CS-422 - Homework 2 (5%)
Decision Trees
Due by: March 5, 2013
In this assignment you will implement techniques for decision tree classifiers,
and apply them to classify a sampled spam email data set. Sample data
files are available at http://archive.ics.uci.edu/ml/datasets/Spambase.
The grade for this assignment will be based on your implementation of the algorithms, the thoroughness
of your evaluation of the algorithm and the results you obtain, and the clarity
of your report.
- Test the decision tree classifier provided by R (rpart
provided in the rpart package).
- Load the data and check the attributes of the data, get an idea to
the complexity of the problem.
- Choose the first 80% of the data for training and the remaining 20%
data for testing.
- Use rpart function to create a tree using the training data.
- Use predict function to apply the generated tree to training
and testing data, respectively. Produce the confusion matrix and
calculate accuracy, precision, and recall.
- Use the prune function to prune the generated tree, and repeat step
(d) again.
- Plot the generated tree (pruned) using the plot function or another
function of your choice.
- Implement your own decision tree induction algorithm and prune function.
- Make your tree induction function support different inpurity measures
(Gini index, entropy, misclassification error).
- Use the same training data as above to create a decision tree using your
implementation.
- Since your implementation can return a different data structure from
that the function predict (in the rpart package) uses, implement
your own function to apply your tree to classify data (the predict
step) and return the class label.
- Produce the confusion matrix and calculate the accuracy, precision
and recall on the training data and testing data, respectively.

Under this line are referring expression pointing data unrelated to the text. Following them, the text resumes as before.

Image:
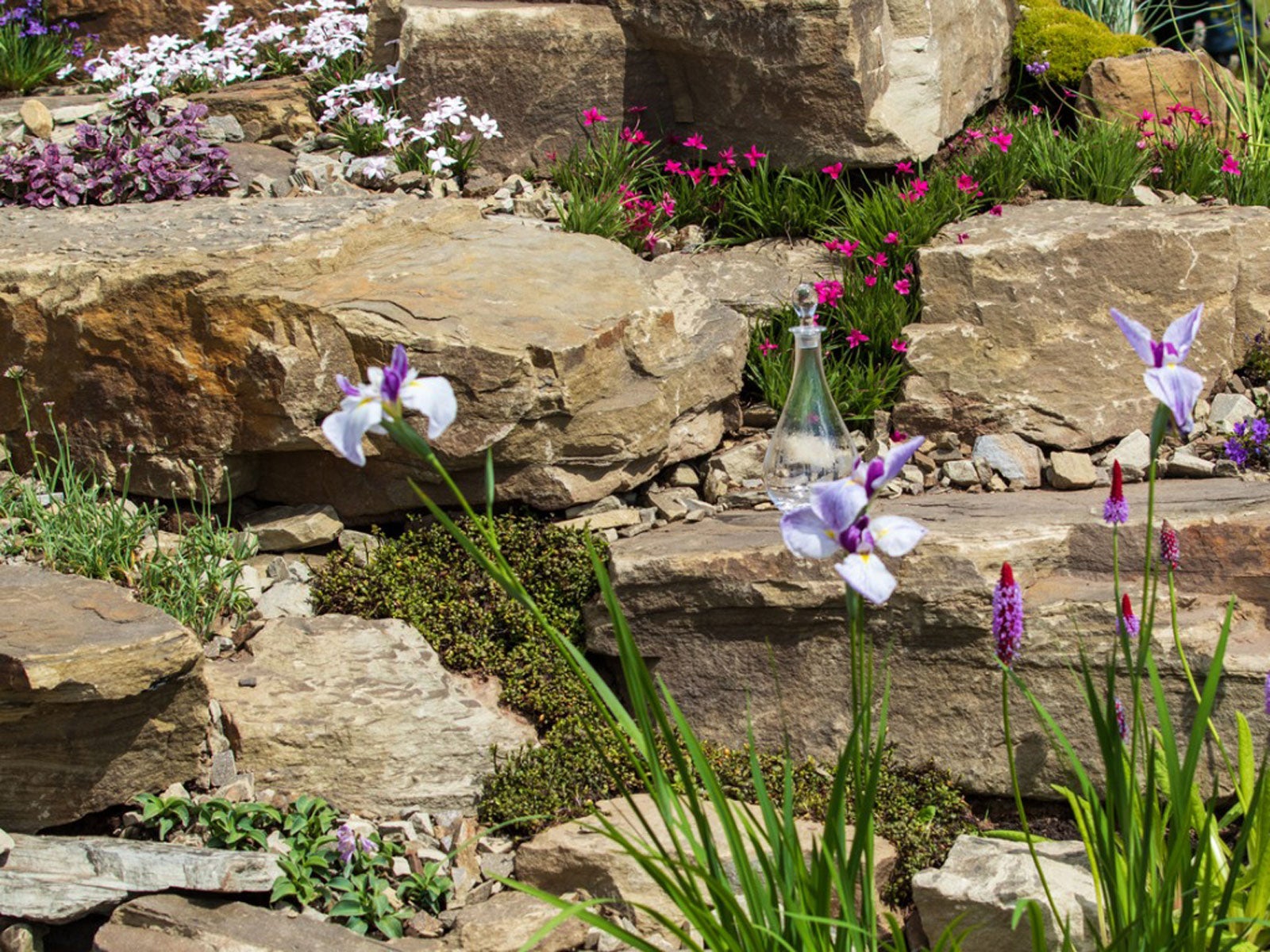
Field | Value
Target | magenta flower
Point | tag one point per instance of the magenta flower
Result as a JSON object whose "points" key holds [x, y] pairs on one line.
{"points": [[391, 390], [348, 844], [1168, 549], [1001, 140], [1130, 622], [1007, 617], [1175, 386]]}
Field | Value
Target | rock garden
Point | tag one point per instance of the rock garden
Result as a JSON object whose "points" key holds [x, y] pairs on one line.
{"points": [[632, 474]]}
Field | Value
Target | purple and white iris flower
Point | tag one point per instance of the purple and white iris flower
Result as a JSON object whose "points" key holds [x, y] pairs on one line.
{"points": [[391, 390], [837, 520], [1172, 385]]}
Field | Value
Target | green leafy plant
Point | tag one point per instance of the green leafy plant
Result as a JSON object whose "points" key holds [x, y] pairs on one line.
{"points": [[164, 814], [238, 825]]}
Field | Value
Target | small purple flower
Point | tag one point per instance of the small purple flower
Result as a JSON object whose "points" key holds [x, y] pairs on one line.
{"points": [[1130, 622], [1175, 386], [1007, 616], [1168, 549], [1115, 511], [349, 843]]}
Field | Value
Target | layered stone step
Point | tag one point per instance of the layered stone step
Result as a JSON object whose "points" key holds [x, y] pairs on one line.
{"points": [[743, 632]]}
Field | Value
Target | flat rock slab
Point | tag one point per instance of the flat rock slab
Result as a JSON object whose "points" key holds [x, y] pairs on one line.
{"points": [[1016, 334], [64, 879], [213, 330], [169, 923], [360, 712], [101, 697], [741, 630]]}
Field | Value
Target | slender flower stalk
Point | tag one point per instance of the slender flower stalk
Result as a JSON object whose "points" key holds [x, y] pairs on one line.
{"points": [[1007, 617], [1115, 511]]}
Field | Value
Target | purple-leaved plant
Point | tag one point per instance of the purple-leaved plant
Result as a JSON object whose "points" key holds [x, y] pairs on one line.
{"points": [[143, 152]]}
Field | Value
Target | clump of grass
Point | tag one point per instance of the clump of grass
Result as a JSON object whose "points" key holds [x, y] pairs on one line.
{"points": [[70, 520]]}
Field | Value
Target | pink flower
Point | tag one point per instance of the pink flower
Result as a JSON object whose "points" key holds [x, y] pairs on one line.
{"points": [[829, 292]]}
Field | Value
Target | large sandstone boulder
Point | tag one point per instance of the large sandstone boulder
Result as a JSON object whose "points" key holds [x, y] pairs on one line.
{"points": [[120, 22], [1016, 336], [101, 697], [211, 332], [1124, 86], [362, 714], [859, 80], [743, 632]]}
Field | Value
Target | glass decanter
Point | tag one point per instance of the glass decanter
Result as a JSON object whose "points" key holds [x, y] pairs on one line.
{"points": [[810, 443]]}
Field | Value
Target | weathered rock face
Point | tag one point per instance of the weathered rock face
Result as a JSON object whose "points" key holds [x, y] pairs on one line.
{"points": [[121, 22], [64, 879], [982, 881], [742, 630], [1123, 86], [573, 856], [171, 923], [1015, 333], [221, 346], [99, 697], [362, 714], [865, 82]]}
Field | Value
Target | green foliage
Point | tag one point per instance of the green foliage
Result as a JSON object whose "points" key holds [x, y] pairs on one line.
{"points": [[360, 890], [1068, 40], [425, 579]]}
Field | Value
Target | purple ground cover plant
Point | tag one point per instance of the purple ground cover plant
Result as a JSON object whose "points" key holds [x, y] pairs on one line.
{"points": [[141, 152]]}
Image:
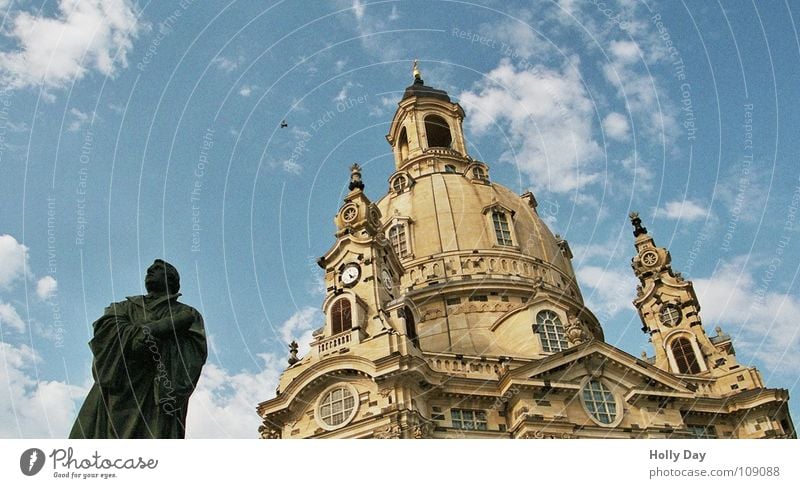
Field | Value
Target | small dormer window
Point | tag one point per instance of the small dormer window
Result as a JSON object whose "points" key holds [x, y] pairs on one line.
{"points": [[437, 131], [398, 238], [551, 331], [399, 184], [479, 173], [501, 229], [402, 144], [684, 355], [341, 316]]}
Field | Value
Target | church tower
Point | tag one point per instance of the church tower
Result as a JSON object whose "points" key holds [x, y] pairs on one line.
{"points": [[452, 310]]}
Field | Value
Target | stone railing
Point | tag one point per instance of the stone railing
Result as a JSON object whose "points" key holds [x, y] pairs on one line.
{"points": [[337, 341], [441, 151], [484, 265]]}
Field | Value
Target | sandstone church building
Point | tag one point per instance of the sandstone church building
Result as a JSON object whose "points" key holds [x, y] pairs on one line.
{"points": [[452, 311]]}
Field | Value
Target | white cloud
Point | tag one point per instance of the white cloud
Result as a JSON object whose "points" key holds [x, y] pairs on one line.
{"points": [[641, 91], [46, 287], [84, 35], [30, 407], [685, 210], [627, 52], [616, 126], [548, 120], [78, 120], [358, 10], [292, 167], [10, 318], [763, 323], [228, 65], [13, 260], [223, 404], [300, 326]]}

- Your prune function can be based on the pessimistic error, or minimum
description length measures.
- Prune the generated tree using your prune function, compare the pruned
tree with that produced using rpart package.
- Generate trees using different impurity measures and observe the difference
of the generated trees (pruned using the same standard).
- evaluate different levels of pruning and compare the results.
- Plot the generated tree (pruned) using plot function or another
function of your choice.
- You are advised (but not required) to use R for implementing the
decision tree algorithms.
- Write your code in a modular way using functions and make sure to
document it.
- Do not include in the submission large datasets that were provided
by us.
- Do not include repetitive results. Show only results that have a purpose.
- Follow the electronic submission instructions of assignment 1.
Gady Agam
2013-02-21